What went wrong here? How did these "deeply private" meetings with Mrs. Storey and so many other "folks" get exposed? Who leaked?
We know that, normally, the Bush regime is good at secrecy, especially when it comes to Iraq. There was the matter of banning all photos and video of American soldiers' coffins being unloaded - in the wee hours of the morning - at Dover Air Force Base. Moreover, this is the administration that called Ted Koppel a traitor for reading, aloud on TV, the names of the dead. This president established a firm policy of never attending dead soldiers' funerals, lest he emphasize the "negative" aspects of his war. This is the administration that falsified the facts, then stonewalled, then lied about the death of its foremost celebrity GI, Cpl. Pat Tillman, ultimately forcing Tillman's parents to literally sue the government for the truth (which has yet to be declassified).

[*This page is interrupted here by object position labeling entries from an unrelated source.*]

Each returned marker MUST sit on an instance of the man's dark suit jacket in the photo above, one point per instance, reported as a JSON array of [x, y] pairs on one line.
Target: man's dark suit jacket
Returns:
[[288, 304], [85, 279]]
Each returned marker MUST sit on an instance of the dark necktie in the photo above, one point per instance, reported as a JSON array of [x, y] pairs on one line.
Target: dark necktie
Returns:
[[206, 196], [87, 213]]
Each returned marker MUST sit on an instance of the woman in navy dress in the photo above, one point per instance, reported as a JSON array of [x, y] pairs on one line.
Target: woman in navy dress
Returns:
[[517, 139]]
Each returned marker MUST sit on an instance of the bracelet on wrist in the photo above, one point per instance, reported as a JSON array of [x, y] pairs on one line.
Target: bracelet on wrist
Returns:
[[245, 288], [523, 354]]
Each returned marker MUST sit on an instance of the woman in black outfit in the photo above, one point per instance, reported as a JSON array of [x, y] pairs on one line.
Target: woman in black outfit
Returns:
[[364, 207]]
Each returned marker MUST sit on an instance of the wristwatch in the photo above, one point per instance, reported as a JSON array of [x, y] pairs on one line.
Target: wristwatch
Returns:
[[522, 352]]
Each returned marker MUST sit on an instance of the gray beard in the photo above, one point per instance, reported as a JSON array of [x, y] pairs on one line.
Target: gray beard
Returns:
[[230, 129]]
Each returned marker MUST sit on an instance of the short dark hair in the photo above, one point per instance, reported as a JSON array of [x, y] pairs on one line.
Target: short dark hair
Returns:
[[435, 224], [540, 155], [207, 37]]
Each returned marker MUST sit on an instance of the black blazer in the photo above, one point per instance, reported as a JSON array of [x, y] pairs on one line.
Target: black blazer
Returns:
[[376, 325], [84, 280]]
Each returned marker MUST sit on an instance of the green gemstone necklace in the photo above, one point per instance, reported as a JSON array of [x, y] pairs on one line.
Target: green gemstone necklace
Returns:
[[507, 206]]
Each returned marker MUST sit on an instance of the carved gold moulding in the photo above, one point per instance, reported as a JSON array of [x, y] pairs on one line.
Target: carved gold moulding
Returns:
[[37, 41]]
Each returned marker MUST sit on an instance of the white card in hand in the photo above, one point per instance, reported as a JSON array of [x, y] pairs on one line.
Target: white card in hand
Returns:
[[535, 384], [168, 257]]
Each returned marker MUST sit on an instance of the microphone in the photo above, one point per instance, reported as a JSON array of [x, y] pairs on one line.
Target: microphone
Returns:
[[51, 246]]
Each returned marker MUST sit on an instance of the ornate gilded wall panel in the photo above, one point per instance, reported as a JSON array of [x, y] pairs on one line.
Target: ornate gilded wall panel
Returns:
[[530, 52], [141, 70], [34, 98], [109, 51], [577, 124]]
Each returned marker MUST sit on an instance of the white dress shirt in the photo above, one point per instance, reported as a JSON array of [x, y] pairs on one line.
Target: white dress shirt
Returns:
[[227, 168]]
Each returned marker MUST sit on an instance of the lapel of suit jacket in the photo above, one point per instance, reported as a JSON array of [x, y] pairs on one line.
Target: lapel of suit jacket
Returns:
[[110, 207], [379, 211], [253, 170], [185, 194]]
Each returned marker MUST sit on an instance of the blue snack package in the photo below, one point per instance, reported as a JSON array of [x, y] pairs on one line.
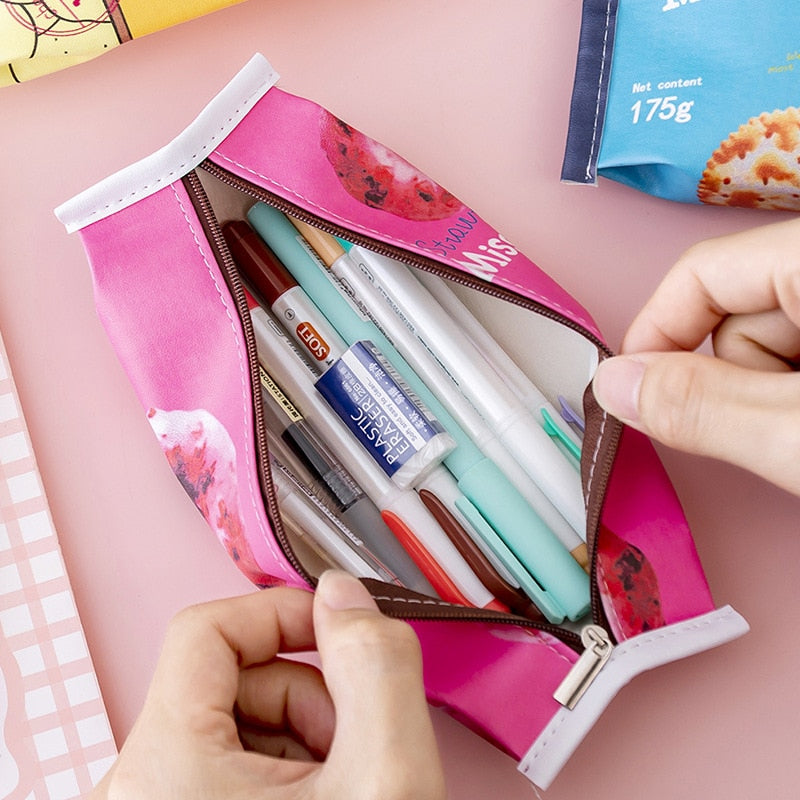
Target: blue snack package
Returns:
[[690, 100]]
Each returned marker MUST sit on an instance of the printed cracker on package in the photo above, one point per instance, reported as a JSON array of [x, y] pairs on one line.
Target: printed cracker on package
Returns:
[[690, 100]]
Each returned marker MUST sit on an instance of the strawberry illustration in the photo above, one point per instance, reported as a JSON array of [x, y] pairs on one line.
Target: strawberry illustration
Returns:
[[629, 582], [379, 178], [203, 457]]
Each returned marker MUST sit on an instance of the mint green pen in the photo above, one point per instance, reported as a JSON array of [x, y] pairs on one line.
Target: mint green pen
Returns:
[[564, 585]]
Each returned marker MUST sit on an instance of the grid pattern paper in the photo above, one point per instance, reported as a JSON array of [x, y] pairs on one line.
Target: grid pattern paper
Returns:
[[55, 739]]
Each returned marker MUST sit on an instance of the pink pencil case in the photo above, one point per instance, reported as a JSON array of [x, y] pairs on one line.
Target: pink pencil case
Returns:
[[174, 307]]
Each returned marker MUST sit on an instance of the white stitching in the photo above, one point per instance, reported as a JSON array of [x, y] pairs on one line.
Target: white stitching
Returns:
[[179, 169], [620, 651], [595, 454], [599, 91], [245, 384]]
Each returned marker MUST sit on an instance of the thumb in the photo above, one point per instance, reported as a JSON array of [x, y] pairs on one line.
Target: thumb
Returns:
[[709, 407], [383, 745]]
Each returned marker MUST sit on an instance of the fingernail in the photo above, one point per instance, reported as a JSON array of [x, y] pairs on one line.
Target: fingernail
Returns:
[[616, 386], [341, 592]]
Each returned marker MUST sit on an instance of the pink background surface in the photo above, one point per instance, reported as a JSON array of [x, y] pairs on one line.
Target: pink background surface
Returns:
[[477, 95]]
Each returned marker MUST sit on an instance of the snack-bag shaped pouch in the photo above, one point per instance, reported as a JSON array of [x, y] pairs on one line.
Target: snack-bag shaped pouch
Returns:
[[690, 101], [174, 308], [39, 38]]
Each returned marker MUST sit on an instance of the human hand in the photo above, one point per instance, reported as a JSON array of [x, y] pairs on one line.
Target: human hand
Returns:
[[219, 682], [744, 405]]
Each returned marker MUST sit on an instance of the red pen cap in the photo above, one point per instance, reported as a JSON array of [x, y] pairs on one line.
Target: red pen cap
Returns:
[[257, 263]]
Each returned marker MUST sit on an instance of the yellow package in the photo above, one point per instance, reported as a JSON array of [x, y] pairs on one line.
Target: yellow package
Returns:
[[41, 37]]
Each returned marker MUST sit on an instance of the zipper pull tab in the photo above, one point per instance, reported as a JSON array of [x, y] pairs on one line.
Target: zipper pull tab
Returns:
[[598, 647]]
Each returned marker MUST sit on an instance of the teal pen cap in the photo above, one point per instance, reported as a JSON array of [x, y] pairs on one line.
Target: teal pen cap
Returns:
[[554, 431], [346, 246], [562, 583], [552, 563]]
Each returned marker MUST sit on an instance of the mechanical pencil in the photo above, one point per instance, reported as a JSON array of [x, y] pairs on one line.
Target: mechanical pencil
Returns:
[[355, 509], [505, 366], [372, 303], [563, 585], [407, 299], [401, 509], [398, 432], [310, 514]]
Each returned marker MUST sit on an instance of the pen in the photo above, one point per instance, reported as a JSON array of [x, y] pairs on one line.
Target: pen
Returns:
[[505, 366], [573, 419], [515, 599], [355, 509], [401, 509], [364, 292], [404, 439], [300, 318], [407, 299], [330, 534], [564, 586]]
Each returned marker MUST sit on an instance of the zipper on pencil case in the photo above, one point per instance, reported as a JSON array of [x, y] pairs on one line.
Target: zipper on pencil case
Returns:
[[436, 611]]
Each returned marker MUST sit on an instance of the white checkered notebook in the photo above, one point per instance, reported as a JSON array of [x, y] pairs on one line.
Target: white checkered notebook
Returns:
[[55, 739]]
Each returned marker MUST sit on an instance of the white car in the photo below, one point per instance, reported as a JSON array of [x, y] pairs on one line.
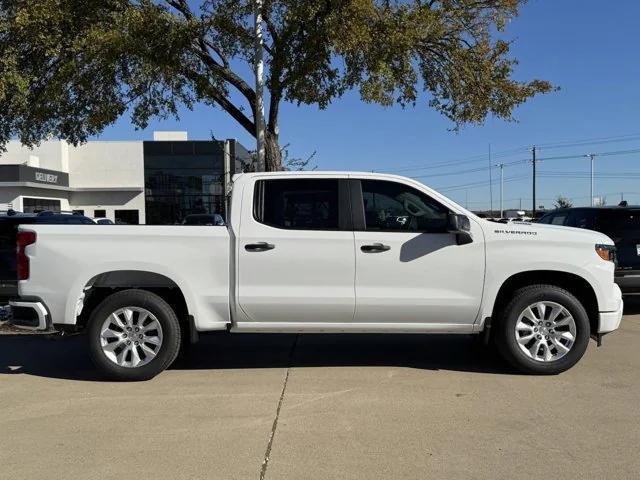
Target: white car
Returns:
[[321, 252]]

This regime, also, briefly undertook - for reasons of thrift - to ban individual funeral services at stateside Army bases. It failed throughout the first three years of the war to provide body and vehicle armor to its troops, despite the enemy's heavy dependence on the improvised explosive devices (IEDs) that killed Sgt. Storey. This administration failed to provide adequate care for its wounded veterans until a grisly exposAf(c) in the Washington Post revealed filth, neglect and needless deaths at Walter Reed Hospital. This administration has been consistently deaf to outcries for a new GI Bill of benefits for combat veterans of the "global war on terror" in the Middle East.
But why dwell on the negative?
According Stolberg's crack reportage, countless families of those veterans, both half-alive and dead, think George W. Bush, whom they like to call "the "comforter in chief," is "a big softie" and "a good guy."
OK, not all of them. Melissa Storey got invited to the White House after writing a letter pledging her undying fealty to Dubya. She said "I don't hate him because my husband is dead." Er, fallen. White House staffers ferreted out Mrs. Storey's letter and invited her to the Oval Office. However, another letter-writer mentioned by Stolberg, Bill Adams of Lancaster, Pa., sent Dubya a different message, Adams wrote that the military had lied to him about the death of his son, Brent. Had he been granted an audience with Bush, Adams admits he wouldn't have reached out for a hug. "My son's life was squandered," Adams said.
Guess who didn't get invited to the White House.
From Stolberg's latest puff piece, two lessons come pretty clear. The first is that the hardest thing for any family to admit is that a child of theirs, killed in the flower of youth, has died in vain, in dubious battle. The second is that there is no human depravity from which some of its victims cannot be called forth to forgive the unforgivable.
Let us remember that Hitler's favorite photo ops showed him cuddling with children. Joseph Paul Goebbels, the Feuhrer's propaganda chief and one of the great public relations pros in history, lacked the imagination of Dubya's publicity squad. But, if he'd had a chance to learn from the Bush White House, who knows? He might have unearthed a few befuddled victims of his war, perhaps the family of a Warsaw ghetto Judenrat cop trampled by his fellow Jews in a food riot. The ensuing photo op would have immortalized the family hugging Hitler inside his HQ at Wolfsschanze.
Wolfsschanze, conveniently, was in Poland, making it convenient to ship the family - still starry-eyed from their visit with the charming and empathetic comforter-in-chief - straight to Auschwitz...
Where no cameras covered the unloading of the trains... sort of like cargo planes in Dover.